No solo cine

Zapeaba buscando algo de interés -había poco decente donde elegir- cuando di con otra de guerra, Vietnam, pero esta parecía que no la había visto –Cuando éramos soldados, se titula-… así que me mantuve un rato con ella hasta que lo que estaba viendo comenzó a llamarme la atención. Ver esas escenas desgajadas del resto de la película, es decir, como si fueran párrafos extraídos de un texto para analizarlos de forma independiente, tal vez fue lo que me hizo detenerme en ellas, aunque después he pensado que hubiera dado igual, es probable que de haber visto la película desde el principio me hubieran causado la misma impresión, tal era su específica misión.

A las escenas de guerra, al parecer dramatizadas a partir de unos combates reales ocurridos en Vietnam, no sé exactamente en qué año, les sucedían otras en las que unas mujeres, las esposas de los soldados, recibían en Estados Unidos telegramas donde se les notificaba la muerte en la batalla de sus respectivos. Hasta aquí todo normal, pero esa es la cuestión que me llamó la atención, la inocente y lacrimosa normalidad.

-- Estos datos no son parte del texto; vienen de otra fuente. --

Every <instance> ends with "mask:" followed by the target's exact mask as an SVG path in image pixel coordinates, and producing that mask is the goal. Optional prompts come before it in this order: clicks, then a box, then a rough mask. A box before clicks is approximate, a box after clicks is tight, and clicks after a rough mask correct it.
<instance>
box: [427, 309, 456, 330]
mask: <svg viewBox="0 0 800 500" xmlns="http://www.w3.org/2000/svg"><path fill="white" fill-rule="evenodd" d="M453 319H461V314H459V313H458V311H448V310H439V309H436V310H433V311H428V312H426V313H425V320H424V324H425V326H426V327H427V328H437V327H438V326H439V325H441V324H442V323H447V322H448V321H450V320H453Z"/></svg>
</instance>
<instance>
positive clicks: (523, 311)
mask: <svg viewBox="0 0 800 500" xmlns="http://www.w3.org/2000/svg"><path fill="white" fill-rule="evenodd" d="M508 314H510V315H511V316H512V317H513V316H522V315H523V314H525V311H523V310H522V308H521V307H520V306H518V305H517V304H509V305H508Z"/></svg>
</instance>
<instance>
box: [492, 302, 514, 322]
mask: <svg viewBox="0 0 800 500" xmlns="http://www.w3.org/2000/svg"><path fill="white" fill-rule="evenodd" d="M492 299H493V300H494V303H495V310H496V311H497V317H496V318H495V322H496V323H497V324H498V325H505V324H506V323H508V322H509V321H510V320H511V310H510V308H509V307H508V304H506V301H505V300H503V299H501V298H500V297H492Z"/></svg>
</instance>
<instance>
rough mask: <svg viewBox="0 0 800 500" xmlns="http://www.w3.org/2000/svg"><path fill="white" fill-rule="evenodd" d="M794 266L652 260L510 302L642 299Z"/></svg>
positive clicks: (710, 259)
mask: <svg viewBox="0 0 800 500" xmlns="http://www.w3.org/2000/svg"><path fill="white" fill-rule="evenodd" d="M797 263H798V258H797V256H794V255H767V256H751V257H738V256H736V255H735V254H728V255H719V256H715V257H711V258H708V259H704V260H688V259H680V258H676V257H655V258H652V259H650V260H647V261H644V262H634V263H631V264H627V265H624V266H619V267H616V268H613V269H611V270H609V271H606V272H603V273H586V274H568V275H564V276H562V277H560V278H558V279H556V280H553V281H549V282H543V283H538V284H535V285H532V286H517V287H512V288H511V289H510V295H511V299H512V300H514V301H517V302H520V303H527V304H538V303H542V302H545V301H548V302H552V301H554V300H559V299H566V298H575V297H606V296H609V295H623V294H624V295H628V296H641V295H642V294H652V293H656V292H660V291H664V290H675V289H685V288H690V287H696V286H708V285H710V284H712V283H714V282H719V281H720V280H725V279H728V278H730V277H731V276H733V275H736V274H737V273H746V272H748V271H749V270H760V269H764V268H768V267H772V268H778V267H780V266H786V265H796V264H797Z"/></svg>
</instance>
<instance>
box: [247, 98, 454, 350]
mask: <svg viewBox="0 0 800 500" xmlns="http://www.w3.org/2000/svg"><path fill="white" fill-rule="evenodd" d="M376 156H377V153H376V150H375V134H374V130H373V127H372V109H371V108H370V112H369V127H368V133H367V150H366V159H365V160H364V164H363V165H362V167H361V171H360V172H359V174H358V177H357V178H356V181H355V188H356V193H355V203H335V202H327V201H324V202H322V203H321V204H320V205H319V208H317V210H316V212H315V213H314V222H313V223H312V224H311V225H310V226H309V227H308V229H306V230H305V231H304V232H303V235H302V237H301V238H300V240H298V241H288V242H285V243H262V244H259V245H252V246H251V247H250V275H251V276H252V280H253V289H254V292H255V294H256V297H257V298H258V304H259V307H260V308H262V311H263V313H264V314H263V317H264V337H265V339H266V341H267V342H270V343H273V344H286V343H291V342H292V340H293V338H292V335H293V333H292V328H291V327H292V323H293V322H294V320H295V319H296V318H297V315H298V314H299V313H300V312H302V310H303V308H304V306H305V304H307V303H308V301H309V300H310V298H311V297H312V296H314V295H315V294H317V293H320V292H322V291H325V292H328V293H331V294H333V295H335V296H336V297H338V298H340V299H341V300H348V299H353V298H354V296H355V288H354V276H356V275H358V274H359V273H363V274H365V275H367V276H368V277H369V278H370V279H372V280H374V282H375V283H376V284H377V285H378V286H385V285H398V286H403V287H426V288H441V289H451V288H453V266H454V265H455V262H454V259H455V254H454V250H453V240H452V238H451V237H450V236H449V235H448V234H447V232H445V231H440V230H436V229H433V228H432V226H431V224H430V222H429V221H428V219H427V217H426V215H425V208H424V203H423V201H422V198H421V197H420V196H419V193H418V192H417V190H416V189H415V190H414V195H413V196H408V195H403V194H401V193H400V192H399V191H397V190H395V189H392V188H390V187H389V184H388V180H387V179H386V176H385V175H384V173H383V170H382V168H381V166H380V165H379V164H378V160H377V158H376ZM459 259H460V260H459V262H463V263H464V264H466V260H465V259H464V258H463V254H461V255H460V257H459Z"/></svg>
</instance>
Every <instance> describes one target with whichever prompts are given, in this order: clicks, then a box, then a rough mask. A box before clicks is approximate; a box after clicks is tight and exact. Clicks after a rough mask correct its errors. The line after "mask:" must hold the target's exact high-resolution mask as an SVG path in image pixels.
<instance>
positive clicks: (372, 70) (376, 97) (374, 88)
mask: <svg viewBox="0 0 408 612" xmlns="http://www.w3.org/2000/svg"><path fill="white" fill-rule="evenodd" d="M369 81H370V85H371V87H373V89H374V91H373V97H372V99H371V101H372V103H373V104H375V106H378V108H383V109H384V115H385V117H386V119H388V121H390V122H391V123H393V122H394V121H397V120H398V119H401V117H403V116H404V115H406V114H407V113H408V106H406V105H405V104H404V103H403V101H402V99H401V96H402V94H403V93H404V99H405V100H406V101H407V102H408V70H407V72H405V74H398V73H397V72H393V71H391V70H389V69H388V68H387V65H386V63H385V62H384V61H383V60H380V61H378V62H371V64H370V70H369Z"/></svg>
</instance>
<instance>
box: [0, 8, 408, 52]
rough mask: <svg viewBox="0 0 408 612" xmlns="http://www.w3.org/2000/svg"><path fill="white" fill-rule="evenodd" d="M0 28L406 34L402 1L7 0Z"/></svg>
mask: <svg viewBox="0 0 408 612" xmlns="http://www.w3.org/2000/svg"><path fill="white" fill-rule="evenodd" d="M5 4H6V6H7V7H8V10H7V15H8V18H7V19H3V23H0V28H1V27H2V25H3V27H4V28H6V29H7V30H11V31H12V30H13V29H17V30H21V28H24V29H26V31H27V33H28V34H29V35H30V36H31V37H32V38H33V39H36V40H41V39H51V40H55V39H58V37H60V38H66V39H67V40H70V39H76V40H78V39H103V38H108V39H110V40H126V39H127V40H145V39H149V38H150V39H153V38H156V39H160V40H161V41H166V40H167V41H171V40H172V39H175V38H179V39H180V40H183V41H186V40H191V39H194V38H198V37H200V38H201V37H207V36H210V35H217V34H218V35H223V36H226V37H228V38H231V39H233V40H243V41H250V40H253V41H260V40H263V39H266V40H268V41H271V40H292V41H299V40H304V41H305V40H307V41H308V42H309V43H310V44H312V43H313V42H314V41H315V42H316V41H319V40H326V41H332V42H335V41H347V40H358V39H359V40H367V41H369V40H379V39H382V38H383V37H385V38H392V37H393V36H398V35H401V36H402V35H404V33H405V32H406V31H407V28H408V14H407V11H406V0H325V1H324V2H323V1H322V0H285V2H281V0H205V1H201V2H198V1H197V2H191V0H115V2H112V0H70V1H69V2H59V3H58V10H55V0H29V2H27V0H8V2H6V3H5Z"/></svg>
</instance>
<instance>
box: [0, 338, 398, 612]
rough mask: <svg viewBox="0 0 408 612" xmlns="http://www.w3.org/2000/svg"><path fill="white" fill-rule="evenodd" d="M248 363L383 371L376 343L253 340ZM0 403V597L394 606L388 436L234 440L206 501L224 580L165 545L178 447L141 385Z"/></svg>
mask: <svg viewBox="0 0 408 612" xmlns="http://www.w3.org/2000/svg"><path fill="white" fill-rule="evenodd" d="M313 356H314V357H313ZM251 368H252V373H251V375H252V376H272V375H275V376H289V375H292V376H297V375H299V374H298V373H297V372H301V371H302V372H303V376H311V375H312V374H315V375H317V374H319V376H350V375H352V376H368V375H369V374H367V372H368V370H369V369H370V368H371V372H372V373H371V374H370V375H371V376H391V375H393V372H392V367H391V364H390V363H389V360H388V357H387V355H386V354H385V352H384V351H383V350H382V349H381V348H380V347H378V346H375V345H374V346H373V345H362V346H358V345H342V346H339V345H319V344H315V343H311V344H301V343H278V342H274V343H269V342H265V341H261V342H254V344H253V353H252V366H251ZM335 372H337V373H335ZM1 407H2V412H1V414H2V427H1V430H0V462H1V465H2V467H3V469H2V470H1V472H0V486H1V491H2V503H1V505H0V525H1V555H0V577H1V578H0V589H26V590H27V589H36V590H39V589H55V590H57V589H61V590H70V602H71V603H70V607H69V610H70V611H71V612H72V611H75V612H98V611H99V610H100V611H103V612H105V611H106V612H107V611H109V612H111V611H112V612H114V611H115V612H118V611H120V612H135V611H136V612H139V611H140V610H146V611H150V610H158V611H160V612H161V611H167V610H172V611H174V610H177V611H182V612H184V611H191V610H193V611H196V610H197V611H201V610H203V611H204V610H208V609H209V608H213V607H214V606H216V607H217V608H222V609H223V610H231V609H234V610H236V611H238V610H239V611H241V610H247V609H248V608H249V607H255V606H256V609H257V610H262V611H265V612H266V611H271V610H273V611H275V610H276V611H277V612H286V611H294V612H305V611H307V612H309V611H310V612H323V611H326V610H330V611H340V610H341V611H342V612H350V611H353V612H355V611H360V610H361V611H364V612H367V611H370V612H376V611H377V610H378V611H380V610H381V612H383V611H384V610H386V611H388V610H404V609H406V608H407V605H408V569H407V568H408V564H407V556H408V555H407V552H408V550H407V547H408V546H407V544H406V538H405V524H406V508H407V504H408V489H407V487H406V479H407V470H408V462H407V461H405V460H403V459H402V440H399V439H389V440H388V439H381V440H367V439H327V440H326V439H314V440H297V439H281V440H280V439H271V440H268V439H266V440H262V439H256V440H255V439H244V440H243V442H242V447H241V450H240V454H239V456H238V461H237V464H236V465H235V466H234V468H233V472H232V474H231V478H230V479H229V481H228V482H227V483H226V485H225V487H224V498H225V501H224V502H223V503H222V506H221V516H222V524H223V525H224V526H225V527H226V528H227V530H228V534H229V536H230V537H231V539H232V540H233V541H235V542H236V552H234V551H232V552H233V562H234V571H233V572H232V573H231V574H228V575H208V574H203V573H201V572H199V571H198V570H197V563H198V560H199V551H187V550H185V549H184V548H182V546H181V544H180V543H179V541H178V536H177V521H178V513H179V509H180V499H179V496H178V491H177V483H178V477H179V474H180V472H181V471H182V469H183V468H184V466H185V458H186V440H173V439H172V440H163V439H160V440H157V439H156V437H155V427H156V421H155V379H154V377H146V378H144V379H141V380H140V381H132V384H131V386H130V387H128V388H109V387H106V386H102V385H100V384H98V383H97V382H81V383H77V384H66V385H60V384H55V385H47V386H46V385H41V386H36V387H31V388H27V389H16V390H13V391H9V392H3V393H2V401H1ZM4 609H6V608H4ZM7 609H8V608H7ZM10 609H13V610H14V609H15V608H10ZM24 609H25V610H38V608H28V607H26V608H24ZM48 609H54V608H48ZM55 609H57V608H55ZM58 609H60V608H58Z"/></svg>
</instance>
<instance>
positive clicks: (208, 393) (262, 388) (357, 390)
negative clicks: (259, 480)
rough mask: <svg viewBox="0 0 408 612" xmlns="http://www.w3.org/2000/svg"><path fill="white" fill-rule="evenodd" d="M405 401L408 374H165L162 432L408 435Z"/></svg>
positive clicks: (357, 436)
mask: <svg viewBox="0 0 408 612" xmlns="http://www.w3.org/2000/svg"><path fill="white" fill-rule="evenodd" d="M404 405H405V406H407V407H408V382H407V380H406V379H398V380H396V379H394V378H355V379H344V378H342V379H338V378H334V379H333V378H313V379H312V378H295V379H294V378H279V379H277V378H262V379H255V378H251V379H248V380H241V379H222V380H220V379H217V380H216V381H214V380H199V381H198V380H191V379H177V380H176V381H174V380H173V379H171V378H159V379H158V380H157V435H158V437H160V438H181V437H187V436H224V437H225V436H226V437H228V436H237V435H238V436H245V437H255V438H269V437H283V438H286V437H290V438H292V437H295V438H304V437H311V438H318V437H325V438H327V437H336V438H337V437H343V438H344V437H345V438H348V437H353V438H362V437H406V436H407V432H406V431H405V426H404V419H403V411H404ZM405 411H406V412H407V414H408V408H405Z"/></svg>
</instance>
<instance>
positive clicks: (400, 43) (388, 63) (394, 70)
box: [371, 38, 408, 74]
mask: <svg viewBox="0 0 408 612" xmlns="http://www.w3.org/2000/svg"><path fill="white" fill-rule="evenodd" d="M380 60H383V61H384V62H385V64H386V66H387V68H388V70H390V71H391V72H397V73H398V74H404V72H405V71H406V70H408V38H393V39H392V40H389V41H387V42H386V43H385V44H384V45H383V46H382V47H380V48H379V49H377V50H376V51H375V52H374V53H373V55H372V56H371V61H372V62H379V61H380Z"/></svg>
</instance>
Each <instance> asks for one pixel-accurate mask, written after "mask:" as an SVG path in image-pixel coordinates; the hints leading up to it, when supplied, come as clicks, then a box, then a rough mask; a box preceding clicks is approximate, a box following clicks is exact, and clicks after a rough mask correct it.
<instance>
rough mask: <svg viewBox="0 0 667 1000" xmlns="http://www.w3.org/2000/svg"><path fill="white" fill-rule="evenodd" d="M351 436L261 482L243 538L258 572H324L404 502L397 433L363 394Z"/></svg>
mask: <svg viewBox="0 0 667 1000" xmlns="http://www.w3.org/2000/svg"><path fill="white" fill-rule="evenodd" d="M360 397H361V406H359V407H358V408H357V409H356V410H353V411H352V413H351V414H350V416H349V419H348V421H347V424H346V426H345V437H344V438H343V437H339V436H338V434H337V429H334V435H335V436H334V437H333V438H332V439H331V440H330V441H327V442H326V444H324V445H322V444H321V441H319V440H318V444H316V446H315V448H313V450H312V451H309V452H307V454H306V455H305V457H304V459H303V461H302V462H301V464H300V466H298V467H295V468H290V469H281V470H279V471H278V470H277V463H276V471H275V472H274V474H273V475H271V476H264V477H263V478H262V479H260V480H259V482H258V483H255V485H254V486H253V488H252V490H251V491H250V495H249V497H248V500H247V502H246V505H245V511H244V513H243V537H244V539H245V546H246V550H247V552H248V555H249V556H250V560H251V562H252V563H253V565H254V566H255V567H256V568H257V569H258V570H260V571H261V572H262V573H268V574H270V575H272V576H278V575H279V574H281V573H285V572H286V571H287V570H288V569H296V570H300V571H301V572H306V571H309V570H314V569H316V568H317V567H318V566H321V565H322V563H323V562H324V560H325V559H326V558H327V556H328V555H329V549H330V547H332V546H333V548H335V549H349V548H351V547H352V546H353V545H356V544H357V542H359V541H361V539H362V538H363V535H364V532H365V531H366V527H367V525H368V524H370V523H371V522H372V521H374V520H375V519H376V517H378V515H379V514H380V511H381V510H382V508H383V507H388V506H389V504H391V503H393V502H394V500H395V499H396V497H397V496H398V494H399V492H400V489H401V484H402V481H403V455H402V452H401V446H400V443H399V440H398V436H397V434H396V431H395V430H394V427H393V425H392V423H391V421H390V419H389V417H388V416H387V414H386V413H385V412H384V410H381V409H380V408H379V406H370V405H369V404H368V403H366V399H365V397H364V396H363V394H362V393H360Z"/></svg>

Ellos, los hombres, lucían adornados para la siempre difícil y peligrosa batalla haciendo gala de toda la parafernalia con la que gusta acicalarse el género masculino, el gesto serio y adusto, concentrado, fiable, como en las mejores muestras de valor, nobleza, abnegación y compañerismo, puestas en juego de la forma más extrema y honorable posible, en la lucha, en permanente peligro de muerte, manifestación única de todo lo que merece la pena en esta vida e inflama el orgullo de los hombres. Una situación extrema a la que sumar las clarividentes y certeras habilidades para el mando por parte de la oficialía y la diligente y abnegada obediencia de la tropa a la hora de seguir y cumplir las órdenes, ya que todos entendían y asumían sin fisuras que perseguían un objetivo común, la victoria, la cumbre del honor y la dignidad masculina, un objetivo tan auténtico y puro como varonil.

Por otro lado, las imágenes americanas mostraban unas mujeres dedicadas a tareas laxas, rutinarias e insustanciales como la limpieza de un hogar que siempre aparecía impoluto -ejemplo y culminación de las habilidades femeninas-, de pronto sonaba el timbre y un taxista, mostrando la faceta más amorfa y menos recomendable del sexo masculino, les ponía en la mano de forma indolente un telegrama dónde se les notificaba la muerte del esposo, el héroe había muerto, el motivo por el que esas mujeres existían desaparecía de la faz de la tierra y ellas se quedaban en un limbo anegado de lágrimas por el guía perdido. Se sucedían las imágenes de mujeres bien vestidas y peinadas que abrían las puertas de sus hogares sin al parecer otra cosa que hacer en este mundo que estar a la espera de noticias de sus respectivos. Sin olvidar que en algunos casos las escenas de llanto y dolor aparecían enaltecidas con un par de niños que no acababan de entender de qué iba aquello, de momento no eran nada, solo asistían a una primicia de sus de antemano asignados futuros.

Toda una declaración de principios, una hermosa y sentida demostración de cuál es, o era, el lugar de cada género en la sociedad, una sociedad que, con algunas diferencias, sigue siendo esta. Una poderosa y convincente instrucción envuelta en un entretenimiento aparentemente trivial, el cine. Ya sé que el cine comercial no tiene nada de trivial, aunque mucha gente continúa ignorándolo, pero me sigue llamando la atención su descarnada desvergüenza a la hora de la manipulación de la sociedad, películas así no deberían juzgarse como películas, se trata más bien de panfletos de glorificación de la violencia o manuales de educación religiosa. Un curso completo de educación machista y patriarcal que, reconozcámoslo, ha venido funcionado al ciento por ciento desde el principio, una manera mucho más liviana y efectiva, vista con gusto, de asignar roles de forma amena y aséptica a cada uno de los géneros de la especie. Cambian las formas no el fondo, salgan y vean.